Photo courtesy of Alex Tam of the Canby Herald
A rider mounts a bull and grips a flat braided rope. After he secures a good grip on the rope, the rider nods to signal he is ready. The bucking chute is opened and the rider must attempt to stay on the bull for at least eight seconds, while only touching the bull with his riding hand. His other hand must remain free for the duration of the ride.
The bull bucks, rears, kicks, spins, and twists in an effort to throw the rider off. This continues for a number of seconds until the rider is bucked off or dismounts after completing his ride. To receive a score, a rider must stay on the bull for 8 seconds, which is announced by a loud buzzer.
Throughout the ride, bullfighters, also popularly known as rodeo clowns, stay near the bull in order to aid the rider if necessary. When the ride ends, either intentionally or not, the bullfighters distract the bull to protect the rider from harm.
Many competitions have a format that involves multiple rounds, sometimes called "Go-rounds". Generally, events span two to three nights. The rider is given a chance to ride one bull per night. The total points scored by the end of the event are recorded, and after the first or first two go-rounds, the top 20 riders are given a chance to ride one more bull. This final round is called the "Short go". After the end of the short go, the rider with the most total points wins the event.

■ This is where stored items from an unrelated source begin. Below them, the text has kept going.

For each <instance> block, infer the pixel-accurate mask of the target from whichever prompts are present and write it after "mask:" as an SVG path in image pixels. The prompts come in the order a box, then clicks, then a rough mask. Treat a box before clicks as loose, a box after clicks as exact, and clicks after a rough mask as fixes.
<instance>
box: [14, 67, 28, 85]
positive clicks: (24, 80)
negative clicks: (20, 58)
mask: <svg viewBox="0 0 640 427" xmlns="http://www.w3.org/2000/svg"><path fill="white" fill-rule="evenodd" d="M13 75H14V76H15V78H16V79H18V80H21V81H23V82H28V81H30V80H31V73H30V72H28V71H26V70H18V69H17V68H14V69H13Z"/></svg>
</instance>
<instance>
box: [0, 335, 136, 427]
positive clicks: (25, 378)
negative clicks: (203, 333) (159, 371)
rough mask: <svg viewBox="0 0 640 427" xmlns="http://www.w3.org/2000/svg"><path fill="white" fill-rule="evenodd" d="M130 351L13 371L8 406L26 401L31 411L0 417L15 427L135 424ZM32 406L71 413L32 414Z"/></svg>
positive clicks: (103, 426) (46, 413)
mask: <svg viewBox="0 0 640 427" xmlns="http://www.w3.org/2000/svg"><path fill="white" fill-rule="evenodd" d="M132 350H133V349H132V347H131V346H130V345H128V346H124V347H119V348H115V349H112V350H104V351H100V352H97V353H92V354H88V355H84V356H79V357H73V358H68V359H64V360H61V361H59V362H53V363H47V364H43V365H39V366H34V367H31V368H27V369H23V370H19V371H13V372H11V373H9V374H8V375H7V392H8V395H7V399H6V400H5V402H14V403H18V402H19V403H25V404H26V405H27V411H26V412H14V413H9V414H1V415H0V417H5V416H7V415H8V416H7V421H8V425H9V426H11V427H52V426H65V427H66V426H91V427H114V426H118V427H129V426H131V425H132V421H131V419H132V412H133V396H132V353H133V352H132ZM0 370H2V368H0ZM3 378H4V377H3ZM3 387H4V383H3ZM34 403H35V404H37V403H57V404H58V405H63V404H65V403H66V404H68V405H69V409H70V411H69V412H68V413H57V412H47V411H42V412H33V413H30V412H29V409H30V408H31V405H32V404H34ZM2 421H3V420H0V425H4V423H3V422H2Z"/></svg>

The ride is scored from 0-100 points. Both the rider and the bull are awarded points. There are usually two judges, with each judge scoring the bull from 0-50 points, and the rider from 0-50 points. The combined point totals from both judges make up the final score for the ride. Scores of zero are quite common as a lot of riders lose control of the animal almost immediately after the bull rages out of the bucking chute. Many experienced professionals are able to gain scores of 75 or more. A score above 80 is considered excellent, and a score in the 90s, exceptional.